Bizarro Treasures from the Texas Archive Of The Moving Image Online Video Collection

The TAMI (Texas Archive Of The Moving Image) site is a great place to tumble through the historical looking glass into Texas History both official (LBJ footage, news coverage from Texas cities, etc.) and also insane home movies, industrial films, commercials and other oddball time capsules. I have collected a few of my favorite hits from TAMI in this post. Find your own and post in the comment field.

Here’s a silent (and therefore deeply mysterious) reel consisting of bikini clad women whose bodies are painted with schematic diagrams and such phrases as “Components & Basic Function” and “Minor Degradations” (that one sounds like a D.C. area hardcore band from the early ’80s). It’s very odd. It is evidently a teaching tool for radar operators but the narrative strategy is inscrutable today.

Here’s a prime cut of the stock footage genre known as “assembly line porn.” We see the selection of meat, the grinding of the meat and the machine-assisted formation of the hamburger patties. We could stand more of it, but the process is surprisingly photogenic.

Here’s a 1968 TV commercial from Dallas featuring Dick Clark trying to sell the world on hot Dr.

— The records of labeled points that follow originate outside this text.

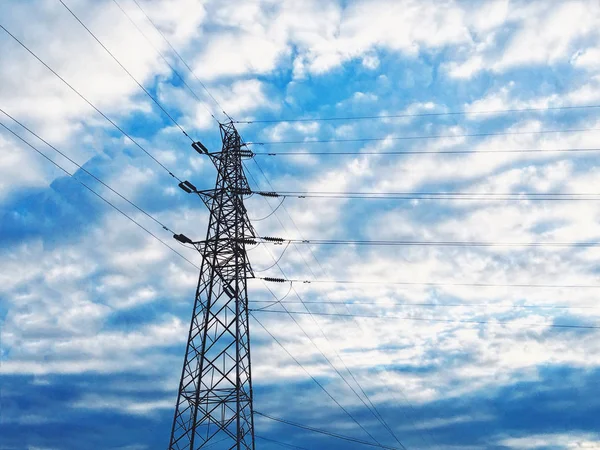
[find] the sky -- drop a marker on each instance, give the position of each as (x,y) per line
(94,311)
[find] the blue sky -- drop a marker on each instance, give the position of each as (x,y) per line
(94,312)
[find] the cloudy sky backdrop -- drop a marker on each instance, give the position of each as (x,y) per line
(94,311)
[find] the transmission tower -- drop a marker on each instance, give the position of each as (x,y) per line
(214,404)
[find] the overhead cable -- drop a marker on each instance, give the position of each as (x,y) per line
(127,71)
(123,132)
(89,173)
(435,136)
(436,305)
(313,378)
(431,284)
(426,319)
(399,243)
(98,195)
(180,57)
(430,152)
(328,433)
(165,60)
(424,114)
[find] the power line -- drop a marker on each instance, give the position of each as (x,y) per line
(373,410)
(405,115)
(89,173)
(433,284)
(429,243)
(356,323)
(98,195)
(127,71)
(424,319)
(435,136)
(180,57)
(165,60)
(327,433)
(474,196)
(437,305)
(136,143)
(313,378)
(281,444)
(430,152)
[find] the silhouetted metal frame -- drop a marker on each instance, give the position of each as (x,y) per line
(216,377)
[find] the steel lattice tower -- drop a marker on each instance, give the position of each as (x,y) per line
(214,405)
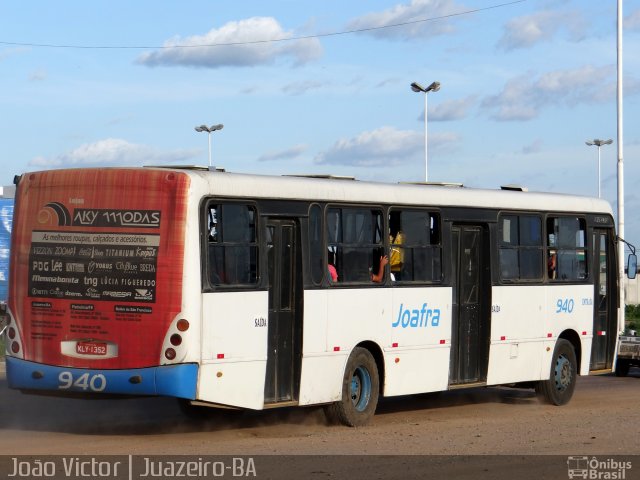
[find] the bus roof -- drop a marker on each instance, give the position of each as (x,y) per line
(328,188)
(343,190)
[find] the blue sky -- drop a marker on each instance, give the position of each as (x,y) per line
(523,86)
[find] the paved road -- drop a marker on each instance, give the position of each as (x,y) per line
(603,419)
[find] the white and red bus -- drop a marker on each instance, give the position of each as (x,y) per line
(254,292)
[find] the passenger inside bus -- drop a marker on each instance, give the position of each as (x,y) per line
(552,265)
(379,277)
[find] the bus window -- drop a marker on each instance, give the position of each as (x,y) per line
(416,251)
(566,240)
(520,247)
(232,244)
(355,242)
(316,245)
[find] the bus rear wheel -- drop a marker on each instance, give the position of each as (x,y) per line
(360,391)
(558,389)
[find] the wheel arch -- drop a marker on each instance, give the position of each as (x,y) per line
(378,356)
(574,339)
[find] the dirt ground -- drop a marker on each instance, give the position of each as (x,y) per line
(602,418)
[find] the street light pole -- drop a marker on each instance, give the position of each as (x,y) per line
(434,87)
(598,143)
(209,130)
(620,144)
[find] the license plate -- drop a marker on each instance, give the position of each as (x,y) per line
(91,348)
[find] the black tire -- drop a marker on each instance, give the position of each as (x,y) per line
(622,367)
(360,391)
(558,389)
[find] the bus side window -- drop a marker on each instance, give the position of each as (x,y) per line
(354,242)
(232,246)
(416,251)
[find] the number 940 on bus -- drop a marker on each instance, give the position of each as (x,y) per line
(84,382)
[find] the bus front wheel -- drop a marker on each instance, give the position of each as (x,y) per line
(558,389)
(360,390)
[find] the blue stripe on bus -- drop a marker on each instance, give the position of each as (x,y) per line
(167,380)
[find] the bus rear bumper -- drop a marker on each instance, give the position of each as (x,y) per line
(167,380)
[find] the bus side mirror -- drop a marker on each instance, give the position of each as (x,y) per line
(632,266)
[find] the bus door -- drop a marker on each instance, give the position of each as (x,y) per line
(605,323)
(284,350)
(471,305)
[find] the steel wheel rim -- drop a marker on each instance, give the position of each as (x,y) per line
(360,388)
(563,374)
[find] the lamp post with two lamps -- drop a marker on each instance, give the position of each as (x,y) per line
(434,87)
(209,130)
(598,143)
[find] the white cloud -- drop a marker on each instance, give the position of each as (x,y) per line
(523,97)
(8,52)
(38,76)
(235,49)
(632,21)
(450,110)
(534,147)
(298,88)
(286,154)
(526,31)
(381,147)
(114,152)
(401,13)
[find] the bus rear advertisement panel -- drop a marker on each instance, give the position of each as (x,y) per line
(97,266)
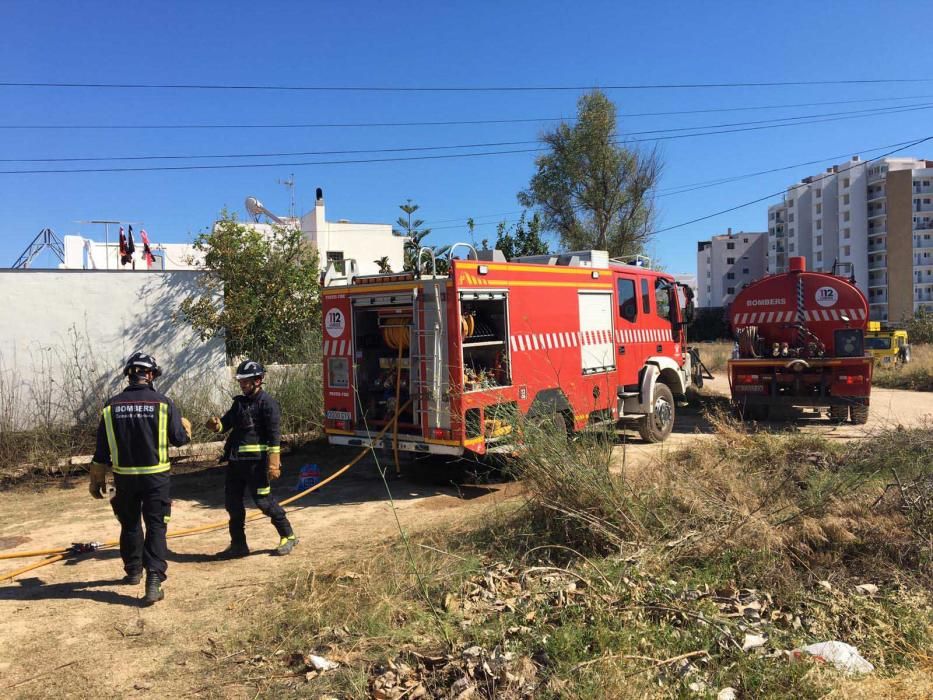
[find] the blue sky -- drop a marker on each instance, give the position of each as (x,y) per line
(431,44)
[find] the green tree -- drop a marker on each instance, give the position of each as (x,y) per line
(412,231)
(262,293)
(591,192)
(522,238)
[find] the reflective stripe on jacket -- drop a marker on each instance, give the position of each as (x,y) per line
(135,430)
(254,425)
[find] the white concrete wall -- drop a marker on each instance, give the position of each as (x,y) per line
(365,243)
(51,316)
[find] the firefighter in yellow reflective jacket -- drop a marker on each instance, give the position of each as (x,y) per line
(136,428)
(254,452)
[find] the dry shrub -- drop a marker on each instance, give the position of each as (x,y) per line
(792,494)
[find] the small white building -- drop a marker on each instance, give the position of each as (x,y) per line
(339,240)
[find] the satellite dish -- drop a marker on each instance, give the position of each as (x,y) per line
(254,207)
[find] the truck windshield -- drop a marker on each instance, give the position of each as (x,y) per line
(878,343)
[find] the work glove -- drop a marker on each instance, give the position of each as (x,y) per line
(98,480)
(275,466)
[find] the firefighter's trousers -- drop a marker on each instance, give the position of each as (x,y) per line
(143,498)
(250,475)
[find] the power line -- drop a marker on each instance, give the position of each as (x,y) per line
(461,88)
(794,187)
(771,123)
(682,189)
(467,122)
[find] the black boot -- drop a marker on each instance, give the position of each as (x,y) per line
(154,592)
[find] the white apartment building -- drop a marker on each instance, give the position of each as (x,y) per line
(728,262)
(339,240)
(874,217)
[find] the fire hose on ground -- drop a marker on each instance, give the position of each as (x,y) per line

Pepper. The experiment was a colossal failure and has been suppressed from all official Dr. Pepper histories.

Here’s a brief, silent bit of intro footage filmed for an Austin-based kids show called THE UNCLE JAY SHOW. It depicts a bearded man swinging slowly across the screen clasping a rope. The show was likely a jolly thing, but the clip tends to disturb and disorient today, especially when he seems to just disappear.